From the network under-controlled point of view, an important attribute of ONOS is its capability to handle a high level of topology event changes. Network topology changes upto a certain level is expected in a real network due to new switches and links being installed, or regular failures of such. The level of changes may be different from different types and sizes of the network. This test is to characterize, in the worse case ONOS configuration, the level of change events that ONOS core can sustain.
Setup and Methods:
We expect ONOS to be able to handle an unusually high amount of topology change events, which may be difficult if artificially generated from an emulated or real network. We instrumented a tool in the Null (Link) Provider a Link Flicker Generator to cause ONOS listening to link change events at an adjustable rate. The metrics that we use to monitor ONOS core's sustaining the generator rate are the Link and Graph Events Rate meters in "topology-events-metrics" app. The bellow diagram depicts the experimental setup.
Link Flicker Generators generate link descriptions of vanishing and detected links directly consumed by ONOS SB Core API, which in turn triggers Link and Graph Events in the core. The rate generated is determined by: 1) a "eventRate" parameter in the Null Link Provider determines the rate generated by each generator thread; 2) the number of threads running within a server - each link in the Null Link Provider runs a thread, up to 80% of the total number of CPU cores on the server. Therefore, the total rate generated is the multiple of the two. Rate on each flicker thread can be monitored from the ONOS log.
We monitor the behavior of Link and Graph Event Rate meters to determine if ONOS core is capable of handling the level of events being generated. In order to do so, we first turn off the topology event batching by configuring "org.onosproject.net.topology.impl.DefaultTopologyProvider.cfg" with "maxEvents = 1; maxIdleMs = 0; maxBatchMs = 0" - i.e. turning every Link event into a Graph event immediately. This is not a desirable configuration when operating real network; however provides us with ONOS characteristics in the worst case scenario. By monitoring the divergence of Link and Graph Events rates we can determine a point when ONOS no longer can handle the amount of event generated from the generator. This point is not absolute, but provides the reasonable metric to reflect ONOS' topology event handling throughput.
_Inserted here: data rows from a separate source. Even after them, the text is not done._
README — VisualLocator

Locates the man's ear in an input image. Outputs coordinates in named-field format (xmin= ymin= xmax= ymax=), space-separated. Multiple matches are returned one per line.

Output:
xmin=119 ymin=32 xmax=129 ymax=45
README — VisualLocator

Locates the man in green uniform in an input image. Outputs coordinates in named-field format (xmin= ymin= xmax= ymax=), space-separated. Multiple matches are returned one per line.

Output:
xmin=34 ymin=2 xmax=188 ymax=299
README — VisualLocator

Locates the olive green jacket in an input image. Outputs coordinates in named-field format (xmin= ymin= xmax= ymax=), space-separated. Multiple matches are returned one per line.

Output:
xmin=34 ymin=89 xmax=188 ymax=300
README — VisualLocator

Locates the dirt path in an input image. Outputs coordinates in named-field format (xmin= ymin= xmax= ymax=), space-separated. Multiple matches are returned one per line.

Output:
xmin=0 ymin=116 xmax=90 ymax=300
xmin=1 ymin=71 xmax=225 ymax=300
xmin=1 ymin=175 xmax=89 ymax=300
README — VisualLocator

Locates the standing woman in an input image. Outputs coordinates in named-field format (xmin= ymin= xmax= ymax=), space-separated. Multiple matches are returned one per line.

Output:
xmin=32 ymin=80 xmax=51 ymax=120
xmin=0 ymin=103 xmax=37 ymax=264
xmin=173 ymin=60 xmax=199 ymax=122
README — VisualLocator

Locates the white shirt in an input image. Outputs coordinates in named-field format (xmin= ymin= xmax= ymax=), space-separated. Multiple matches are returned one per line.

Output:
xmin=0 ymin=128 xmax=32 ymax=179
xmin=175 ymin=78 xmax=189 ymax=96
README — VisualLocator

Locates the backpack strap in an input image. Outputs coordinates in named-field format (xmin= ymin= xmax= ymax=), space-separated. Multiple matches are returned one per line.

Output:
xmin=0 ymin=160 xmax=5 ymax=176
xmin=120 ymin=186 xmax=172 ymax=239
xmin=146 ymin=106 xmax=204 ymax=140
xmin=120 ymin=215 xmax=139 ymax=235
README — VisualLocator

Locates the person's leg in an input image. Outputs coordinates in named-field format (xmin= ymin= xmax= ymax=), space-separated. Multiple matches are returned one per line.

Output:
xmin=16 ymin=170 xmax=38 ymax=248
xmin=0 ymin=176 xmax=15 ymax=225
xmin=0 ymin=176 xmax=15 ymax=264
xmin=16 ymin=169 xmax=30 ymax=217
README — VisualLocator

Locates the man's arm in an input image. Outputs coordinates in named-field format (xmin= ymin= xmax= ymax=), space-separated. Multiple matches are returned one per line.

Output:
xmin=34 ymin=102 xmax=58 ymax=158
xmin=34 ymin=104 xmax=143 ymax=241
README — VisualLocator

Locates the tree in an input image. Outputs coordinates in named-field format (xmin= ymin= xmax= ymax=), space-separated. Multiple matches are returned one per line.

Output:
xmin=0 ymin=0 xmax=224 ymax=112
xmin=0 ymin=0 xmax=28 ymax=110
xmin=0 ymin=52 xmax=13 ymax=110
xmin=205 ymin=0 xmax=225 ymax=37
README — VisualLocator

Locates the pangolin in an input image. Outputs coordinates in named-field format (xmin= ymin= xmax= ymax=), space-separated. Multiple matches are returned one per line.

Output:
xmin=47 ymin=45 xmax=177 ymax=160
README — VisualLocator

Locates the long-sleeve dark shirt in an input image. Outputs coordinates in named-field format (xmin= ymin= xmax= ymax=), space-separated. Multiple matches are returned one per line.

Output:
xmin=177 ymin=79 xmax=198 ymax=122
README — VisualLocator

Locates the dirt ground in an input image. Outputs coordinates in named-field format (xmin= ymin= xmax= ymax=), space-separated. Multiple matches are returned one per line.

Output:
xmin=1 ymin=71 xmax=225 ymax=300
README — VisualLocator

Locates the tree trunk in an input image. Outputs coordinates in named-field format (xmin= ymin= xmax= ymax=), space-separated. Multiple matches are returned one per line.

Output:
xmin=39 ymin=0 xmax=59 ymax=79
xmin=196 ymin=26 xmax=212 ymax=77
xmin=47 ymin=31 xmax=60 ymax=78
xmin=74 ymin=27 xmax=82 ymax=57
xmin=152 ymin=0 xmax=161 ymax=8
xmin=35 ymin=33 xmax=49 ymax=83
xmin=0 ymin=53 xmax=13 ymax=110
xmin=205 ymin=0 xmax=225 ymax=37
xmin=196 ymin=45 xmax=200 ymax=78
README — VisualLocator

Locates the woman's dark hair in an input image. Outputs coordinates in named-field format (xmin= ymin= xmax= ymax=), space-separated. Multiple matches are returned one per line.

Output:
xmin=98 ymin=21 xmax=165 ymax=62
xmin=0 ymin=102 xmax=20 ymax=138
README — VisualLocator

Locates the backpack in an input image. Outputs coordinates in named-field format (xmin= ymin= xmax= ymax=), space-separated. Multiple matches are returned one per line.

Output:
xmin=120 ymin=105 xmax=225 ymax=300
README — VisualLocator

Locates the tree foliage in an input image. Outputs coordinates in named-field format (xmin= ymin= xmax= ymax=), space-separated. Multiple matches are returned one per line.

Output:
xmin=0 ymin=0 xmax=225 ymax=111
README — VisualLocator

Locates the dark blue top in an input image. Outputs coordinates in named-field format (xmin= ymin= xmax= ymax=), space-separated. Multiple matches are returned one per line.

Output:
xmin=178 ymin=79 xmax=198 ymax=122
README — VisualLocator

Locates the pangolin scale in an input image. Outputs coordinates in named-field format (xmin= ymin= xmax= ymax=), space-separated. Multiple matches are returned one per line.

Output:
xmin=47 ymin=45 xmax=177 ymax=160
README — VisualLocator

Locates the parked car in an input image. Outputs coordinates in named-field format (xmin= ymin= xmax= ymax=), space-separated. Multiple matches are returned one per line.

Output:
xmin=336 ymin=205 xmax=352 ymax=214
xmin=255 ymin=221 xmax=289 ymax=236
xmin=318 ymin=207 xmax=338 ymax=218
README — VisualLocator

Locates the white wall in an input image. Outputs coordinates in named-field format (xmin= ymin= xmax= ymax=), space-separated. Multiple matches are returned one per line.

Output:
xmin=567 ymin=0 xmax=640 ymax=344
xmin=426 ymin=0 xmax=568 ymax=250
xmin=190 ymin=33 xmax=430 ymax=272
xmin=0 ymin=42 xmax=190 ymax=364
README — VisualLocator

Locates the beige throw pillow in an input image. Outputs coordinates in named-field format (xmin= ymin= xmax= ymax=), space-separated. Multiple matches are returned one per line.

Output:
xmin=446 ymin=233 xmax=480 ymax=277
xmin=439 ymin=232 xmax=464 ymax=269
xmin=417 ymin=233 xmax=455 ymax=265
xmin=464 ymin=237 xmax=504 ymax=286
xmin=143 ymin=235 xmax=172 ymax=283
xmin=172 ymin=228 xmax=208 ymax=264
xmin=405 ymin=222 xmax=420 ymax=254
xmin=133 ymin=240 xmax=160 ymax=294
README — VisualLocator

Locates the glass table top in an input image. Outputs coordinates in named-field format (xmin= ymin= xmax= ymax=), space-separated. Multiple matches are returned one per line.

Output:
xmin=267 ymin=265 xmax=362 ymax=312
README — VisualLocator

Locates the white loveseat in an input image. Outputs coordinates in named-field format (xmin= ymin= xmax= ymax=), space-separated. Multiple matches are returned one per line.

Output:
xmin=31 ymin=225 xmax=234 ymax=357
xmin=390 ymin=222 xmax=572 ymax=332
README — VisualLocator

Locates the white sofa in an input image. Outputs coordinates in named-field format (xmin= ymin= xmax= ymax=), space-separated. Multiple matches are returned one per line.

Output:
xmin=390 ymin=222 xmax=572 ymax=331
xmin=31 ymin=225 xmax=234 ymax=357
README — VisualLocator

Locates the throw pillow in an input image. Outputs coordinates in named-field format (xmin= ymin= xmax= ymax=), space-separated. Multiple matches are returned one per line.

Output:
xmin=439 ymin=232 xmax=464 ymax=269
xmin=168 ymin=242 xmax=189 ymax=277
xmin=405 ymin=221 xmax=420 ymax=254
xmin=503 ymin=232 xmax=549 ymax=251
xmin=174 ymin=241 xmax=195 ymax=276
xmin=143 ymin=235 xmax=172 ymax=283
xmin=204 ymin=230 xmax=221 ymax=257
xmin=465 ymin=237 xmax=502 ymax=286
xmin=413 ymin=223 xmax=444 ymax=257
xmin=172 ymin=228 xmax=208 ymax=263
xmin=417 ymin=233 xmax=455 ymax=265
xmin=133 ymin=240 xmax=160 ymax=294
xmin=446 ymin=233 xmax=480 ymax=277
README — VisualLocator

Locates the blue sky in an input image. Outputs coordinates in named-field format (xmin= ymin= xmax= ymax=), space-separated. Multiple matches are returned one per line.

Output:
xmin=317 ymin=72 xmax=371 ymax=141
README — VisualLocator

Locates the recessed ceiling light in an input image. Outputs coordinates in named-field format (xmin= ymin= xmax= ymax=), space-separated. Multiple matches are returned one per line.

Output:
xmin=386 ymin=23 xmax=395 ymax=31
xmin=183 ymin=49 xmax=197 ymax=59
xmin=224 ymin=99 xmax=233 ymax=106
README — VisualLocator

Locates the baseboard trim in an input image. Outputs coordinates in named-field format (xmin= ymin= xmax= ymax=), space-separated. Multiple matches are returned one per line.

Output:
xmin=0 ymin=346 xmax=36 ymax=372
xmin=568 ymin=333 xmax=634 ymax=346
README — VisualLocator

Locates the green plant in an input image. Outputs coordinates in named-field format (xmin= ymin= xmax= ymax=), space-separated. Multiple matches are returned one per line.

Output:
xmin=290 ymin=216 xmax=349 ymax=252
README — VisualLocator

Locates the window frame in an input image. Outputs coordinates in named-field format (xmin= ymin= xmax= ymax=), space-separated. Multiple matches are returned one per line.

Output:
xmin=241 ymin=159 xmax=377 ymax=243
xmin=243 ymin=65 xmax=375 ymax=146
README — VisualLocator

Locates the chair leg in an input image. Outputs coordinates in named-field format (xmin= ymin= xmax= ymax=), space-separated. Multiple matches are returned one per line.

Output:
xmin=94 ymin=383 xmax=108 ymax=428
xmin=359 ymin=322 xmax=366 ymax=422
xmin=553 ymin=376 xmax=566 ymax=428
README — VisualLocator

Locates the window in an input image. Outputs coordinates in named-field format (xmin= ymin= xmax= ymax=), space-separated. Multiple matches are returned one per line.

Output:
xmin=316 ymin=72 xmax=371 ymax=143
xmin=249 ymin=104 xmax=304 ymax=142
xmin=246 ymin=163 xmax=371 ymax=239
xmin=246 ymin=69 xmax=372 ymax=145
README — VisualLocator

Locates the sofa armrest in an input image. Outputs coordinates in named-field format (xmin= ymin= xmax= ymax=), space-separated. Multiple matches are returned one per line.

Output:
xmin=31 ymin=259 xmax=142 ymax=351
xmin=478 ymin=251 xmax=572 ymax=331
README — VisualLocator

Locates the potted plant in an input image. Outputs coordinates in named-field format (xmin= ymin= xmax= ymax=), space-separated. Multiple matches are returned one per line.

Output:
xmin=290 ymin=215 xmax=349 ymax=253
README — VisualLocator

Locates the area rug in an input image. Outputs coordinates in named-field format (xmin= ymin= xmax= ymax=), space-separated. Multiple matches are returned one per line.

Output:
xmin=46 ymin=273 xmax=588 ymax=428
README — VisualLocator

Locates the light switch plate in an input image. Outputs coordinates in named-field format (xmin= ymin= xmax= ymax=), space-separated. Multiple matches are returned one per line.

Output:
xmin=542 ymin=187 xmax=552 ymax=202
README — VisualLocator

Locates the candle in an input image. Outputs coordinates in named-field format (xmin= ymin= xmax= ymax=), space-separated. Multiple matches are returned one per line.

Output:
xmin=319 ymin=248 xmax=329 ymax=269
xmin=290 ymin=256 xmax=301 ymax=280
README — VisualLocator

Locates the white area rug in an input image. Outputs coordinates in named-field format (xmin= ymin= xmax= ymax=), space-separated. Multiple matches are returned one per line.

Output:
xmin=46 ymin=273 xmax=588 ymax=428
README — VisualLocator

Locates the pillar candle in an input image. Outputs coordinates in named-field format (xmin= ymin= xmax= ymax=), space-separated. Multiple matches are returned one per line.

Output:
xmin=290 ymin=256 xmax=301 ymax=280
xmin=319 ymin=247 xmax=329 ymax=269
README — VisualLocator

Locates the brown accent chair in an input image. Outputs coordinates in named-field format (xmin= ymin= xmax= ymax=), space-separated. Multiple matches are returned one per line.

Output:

The following steps are taken to make the measurement:
- Calibrate the generator rate with the Link Event Rate meter to be reasonably closely tracking each other;
- Start the generator at a moderate rate to observe Link and Graph Event Rate meter tracking to each other for an extended period of time (approx. 3min) so that Graph Event Rate meter does not trail Link Event Rate by more than 1% consistently;
- Gradually increase the generator rate by the Null Link Provider config file in moderate steps (e.g. 10% increase on rate) until we observe the divergence of Graph from Link Event Rates to be greater than 1%;
- The rate prior to the divergence is recorded as the sustained rate for the cluster scale;
- We run the above step over a 1, 3, 5, 7 -node clusters to gather characteristics when ONOS scales.